В ответ на слова сержанта Эдвард Литтлджон едва заметно вздрогнул, но кивнул, соглашаясь подождать разговора с полковником, и Майлз понял, что у него появился шанс выбраться из того дерьма, в которое превратилась его жизнь. Значит, мистер Браун?!
— Вы меня помните? — Майлз улыбнулся как можно шире и шёпотом добавил: — Рыжик.
У Литтлджона дёрнулась щека, и он зашипел:
— Чего вам угодно, мистер Мейтленд?
— Собираетесь в Америку?
— Не ваше дело.
— Ну, почему же не моё, мистер Литтлджон... или как вас теперь? Мистер Браун?
— Сколько? — Литтлджон зло прищурился, разглядывая Майлза.
— Я знал, что мы поладим. Люблю деловых людей, знаете ли.
— Сколько?
— Один билет до Нью-Йорка, мистер Браун.
— Но... это не так просто. Я еду как представитель Банка Англии.

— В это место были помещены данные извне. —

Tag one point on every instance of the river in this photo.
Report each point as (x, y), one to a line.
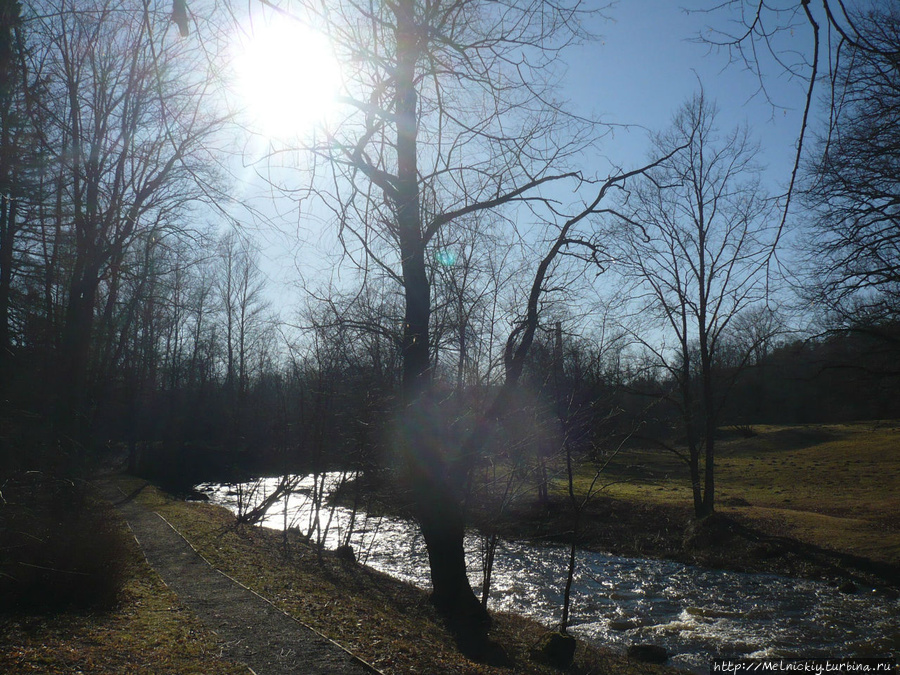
(695, 613)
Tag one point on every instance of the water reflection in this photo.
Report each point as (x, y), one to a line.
(695, 613)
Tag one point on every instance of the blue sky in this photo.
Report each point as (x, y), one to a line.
(647, 63)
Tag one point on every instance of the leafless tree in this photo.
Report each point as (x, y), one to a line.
(127, 143)
(449, 113)
(853, 179)
(696, 247)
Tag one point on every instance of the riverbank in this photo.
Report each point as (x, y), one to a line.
(386, 622)
(812, 501)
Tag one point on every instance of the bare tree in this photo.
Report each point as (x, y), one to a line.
(127, 142)
(449, 113)
(853, 181)
(696, 247)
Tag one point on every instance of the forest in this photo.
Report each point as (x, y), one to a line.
(497, 297)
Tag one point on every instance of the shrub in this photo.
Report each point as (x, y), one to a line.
(59, 548)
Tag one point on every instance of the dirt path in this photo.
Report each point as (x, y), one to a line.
(251, 629)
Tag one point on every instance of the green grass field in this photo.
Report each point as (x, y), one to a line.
(834, 486)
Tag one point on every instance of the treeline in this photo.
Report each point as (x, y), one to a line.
(125, 323)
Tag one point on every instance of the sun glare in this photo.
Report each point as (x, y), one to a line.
(287, 77)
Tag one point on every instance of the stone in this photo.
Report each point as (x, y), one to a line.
(648, 653)
(848, 588)
(558, 649)
(345, 553)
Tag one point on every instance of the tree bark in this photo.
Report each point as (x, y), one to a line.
(439, 510)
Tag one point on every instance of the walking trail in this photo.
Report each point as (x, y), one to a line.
(251, 629)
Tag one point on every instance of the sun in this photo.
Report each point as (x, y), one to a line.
(287, 77)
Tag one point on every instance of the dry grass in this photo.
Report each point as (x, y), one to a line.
(387, 622)
(833, 486)
(147, 633)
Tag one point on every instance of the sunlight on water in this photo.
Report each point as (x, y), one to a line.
(695, 613)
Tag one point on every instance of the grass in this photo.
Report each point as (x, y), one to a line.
(148, 632)
(833, 486)
(388, 623)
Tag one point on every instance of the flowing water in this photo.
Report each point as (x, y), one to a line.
(695, 613)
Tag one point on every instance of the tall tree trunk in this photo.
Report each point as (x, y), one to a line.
(73, 409)
(436, 491)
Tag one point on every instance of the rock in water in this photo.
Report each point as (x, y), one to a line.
(559, 649)
(648, 653)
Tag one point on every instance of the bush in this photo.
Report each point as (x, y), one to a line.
(59, 548)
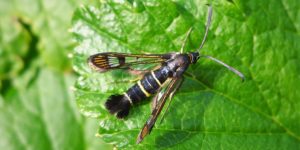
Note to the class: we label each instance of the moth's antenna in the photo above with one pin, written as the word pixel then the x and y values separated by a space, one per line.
pixel 227 66
pixel 206 28
pixel 185 40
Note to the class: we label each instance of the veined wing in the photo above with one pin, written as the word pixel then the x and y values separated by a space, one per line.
pixel 157 109
pixel 105 61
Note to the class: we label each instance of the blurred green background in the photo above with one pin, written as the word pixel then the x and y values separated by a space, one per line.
pixel 37 106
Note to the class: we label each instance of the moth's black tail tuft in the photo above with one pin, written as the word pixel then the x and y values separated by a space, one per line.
pixel 118 104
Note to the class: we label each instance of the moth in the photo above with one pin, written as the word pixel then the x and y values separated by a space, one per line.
pixel 163 81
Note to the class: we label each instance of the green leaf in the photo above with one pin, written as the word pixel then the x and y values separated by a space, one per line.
pixel 213 109
pixel 37 107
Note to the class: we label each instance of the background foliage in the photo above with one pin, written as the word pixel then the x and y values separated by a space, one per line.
pixel 37 107
pixel 213 109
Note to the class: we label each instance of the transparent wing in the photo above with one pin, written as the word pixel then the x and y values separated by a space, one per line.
pixel 106 61
pixel 157 109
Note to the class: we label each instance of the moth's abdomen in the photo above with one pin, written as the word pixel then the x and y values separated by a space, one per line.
pixel 149 85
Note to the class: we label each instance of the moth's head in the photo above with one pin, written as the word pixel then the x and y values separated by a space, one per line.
pixel 194 56
pixel 92 62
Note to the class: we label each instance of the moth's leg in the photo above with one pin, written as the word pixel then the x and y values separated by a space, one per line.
pixel 189 74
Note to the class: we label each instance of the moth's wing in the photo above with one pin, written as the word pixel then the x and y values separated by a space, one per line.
pixel 176 87
pixel 106 61
pixel 156 111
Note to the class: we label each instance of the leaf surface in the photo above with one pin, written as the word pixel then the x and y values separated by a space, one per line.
pixel 213 109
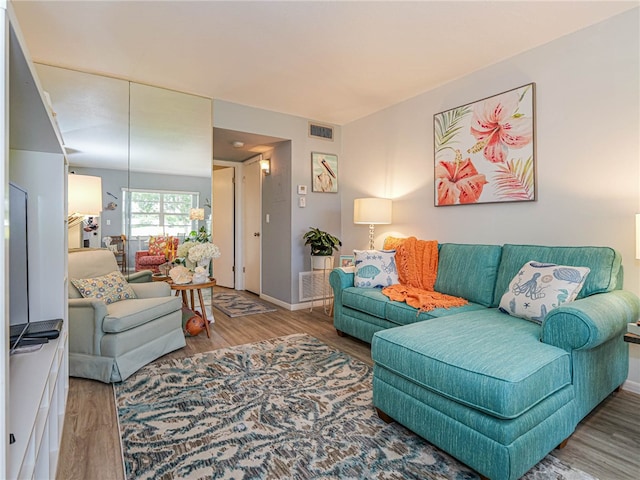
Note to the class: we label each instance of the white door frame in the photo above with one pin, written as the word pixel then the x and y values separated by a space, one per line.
pixel 254 163
pixel 239 254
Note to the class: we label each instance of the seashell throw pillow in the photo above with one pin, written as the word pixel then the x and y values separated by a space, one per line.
pixel 540 287
pixel 375 268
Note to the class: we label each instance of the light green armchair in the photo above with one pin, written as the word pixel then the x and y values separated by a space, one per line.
pixel 110 342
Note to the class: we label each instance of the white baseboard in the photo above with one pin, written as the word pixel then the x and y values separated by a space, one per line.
pixel 291 307
pixel 633 387
pixel 275 301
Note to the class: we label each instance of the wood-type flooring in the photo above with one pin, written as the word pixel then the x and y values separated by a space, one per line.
pixel 606 444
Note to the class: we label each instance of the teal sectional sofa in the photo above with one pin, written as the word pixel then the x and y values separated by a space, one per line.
pixel 495 391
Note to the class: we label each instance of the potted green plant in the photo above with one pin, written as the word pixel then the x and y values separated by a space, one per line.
pixel 322 246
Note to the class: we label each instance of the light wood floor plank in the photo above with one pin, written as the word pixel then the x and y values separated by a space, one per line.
pixel 606 443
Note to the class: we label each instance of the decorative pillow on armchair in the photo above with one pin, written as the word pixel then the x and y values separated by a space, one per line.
pixel 110 288
pixel 375 268
pixel 158 245
pixel 540 287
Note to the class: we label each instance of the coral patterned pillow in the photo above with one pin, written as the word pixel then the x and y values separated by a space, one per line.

— Отлично, я буду вашим секретарём.
— Майлз Мейтленд не может быть секретарём Эдварда Брауна.
— Зато Адам Смит вполне может.
— Дурацкое имя.
— Для банковского клерка в самый раз, — заверил Майлз.
Сержант подал знак Литтлджону, приглашая войти, и тот решился:
— Ваш паспорт. Живо.
Майлз сунул в протянутую руку документ и остался у двери, ожидая решения своей участи. Литтлджон вышел спустя почти час. Он, не глядя на Майлза, ухватил его за рукав, подтягивая к себе, и вручил саквояж.
— Вы мой секретарь, — прошипел он. — Ведите себя соответственно.
— Как бы вы хотели?
— Уважительно, — выплюнул Литтлджон и поспешил в здание таможенного досмотра.
Майлз пошёл за ним следом. Разумеется, он не ожидал, что вопрос решится так скоро, но не собирался возвращаться за вещами в город или же сообщать о своём отъезде в редакцию газеты, по чьему поручению находился в порту. Если жизнь его чему и научила, так это хватать удачу за хвост и не отпускать. Даже если эта удача выглядит столь же кисло, как Литтлджон, а в хвосте у неё всего одно перо.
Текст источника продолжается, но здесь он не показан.